Using the Parsed Options

So the first obvious way to use the options is to print the help:

  if (arg_h) {
    printf("usage bootstrap");
#define OPTION(s, l, n, d)                                                     \
  if (n == 0) {                                                                \
    printf(" [ %s | %s ]", "-" #s, "--" #l);                                   \
  } else {                                                                     \
    printf(" [ %s <arg> | %s=<arg> ]", "-" #s, "--" #l);                       \
  }
#include "options.inc"
    printf(" <args>\n\n");

#define OPTION(s, l, n, d)                                                     \
  if (n == 0) {                                                                \
    printf(" %s | %s %s\n", "-" #s, "--" #l, d);                               \
  } else {                                                                     \
    printf(" %s <arg> | %s=<arg> %s\n", "-" #s, "--" #l, d);                   \
  }
#include "options.inc"

    return 0;
  }

Breaking this down I:

  • Check that the arg_h variable is non-null - which means the user requested help.
  • Use an OPTION macro to print the short usage guide - something like usage bootstrap [ -o <arg> | --output=<arg> ] [ -h | --help ] <args>.
  • Then I use a second macro to print the longer usage guide with the descriptions.

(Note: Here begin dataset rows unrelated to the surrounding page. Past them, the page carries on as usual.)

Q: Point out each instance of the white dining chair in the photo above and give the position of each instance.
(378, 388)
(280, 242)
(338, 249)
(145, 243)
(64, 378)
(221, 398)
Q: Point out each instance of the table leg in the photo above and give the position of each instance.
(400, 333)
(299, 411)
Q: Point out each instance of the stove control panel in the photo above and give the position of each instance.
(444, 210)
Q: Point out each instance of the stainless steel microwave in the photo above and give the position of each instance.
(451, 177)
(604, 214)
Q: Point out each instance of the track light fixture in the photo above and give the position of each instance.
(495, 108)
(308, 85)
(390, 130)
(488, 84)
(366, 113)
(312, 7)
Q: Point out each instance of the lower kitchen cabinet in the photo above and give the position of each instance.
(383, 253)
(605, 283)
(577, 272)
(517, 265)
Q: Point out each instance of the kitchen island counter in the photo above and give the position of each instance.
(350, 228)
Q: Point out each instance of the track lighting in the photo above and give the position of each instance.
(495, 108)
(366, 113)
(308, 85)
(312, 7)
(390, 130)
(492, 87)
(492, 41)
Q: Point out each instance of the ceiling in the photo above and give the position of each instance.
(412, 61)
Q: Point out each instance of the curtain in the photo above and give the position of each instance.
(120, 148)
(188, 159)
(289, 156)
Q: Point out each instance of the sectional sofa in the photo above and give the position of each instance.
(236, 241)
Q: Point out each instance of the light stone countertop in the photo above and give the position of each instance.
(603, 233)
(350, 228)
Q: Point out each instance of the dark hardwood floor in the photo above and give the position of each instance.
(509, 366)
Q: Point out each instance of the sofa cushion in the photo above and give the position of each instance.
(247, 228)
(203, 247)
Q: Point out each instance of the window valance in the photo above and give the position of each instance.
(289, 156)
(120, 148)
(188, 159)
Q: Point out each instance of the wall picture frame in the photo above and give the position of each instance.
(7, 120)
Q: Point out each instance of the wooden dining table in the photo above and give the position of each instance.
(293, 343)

In the end this produces a help like:

usage bootstrap [ -o <arg> | --output=<arg> ] [ -h | --help ] <args>

 -o <arg> | --output=<arg> the output file to write to
 -h | --help print all the options and exit

The only thing that’d make this nicer would be to align the descriptions. But for now its good enough for me.

Just to test that all the options were set and the positional arguments were stored like I expected, I added a second macro during debugging:

#define OPTION(s, l, n, d)                                                     \
  fprintf(stderr, "%s = %s\n", #s, (arg_##s != 0) ? arg_##s : "not set");
#include "options.inc"

  fprintf(stderr, "Positional arguments:\n");
  for (int i = 0; i < positional_arguments; i++) {
    fprintf(stderr, "%s\n", argv[i]);
  }

All this does is print whether each option was set or not, and then the list of positional arguments we recovered from the command line.

In total this is around 100 lines of C and does what I want in a very simple and easily controlled manner. I’m very happy to be able to go back to basics and write some fun C code like this from time to time!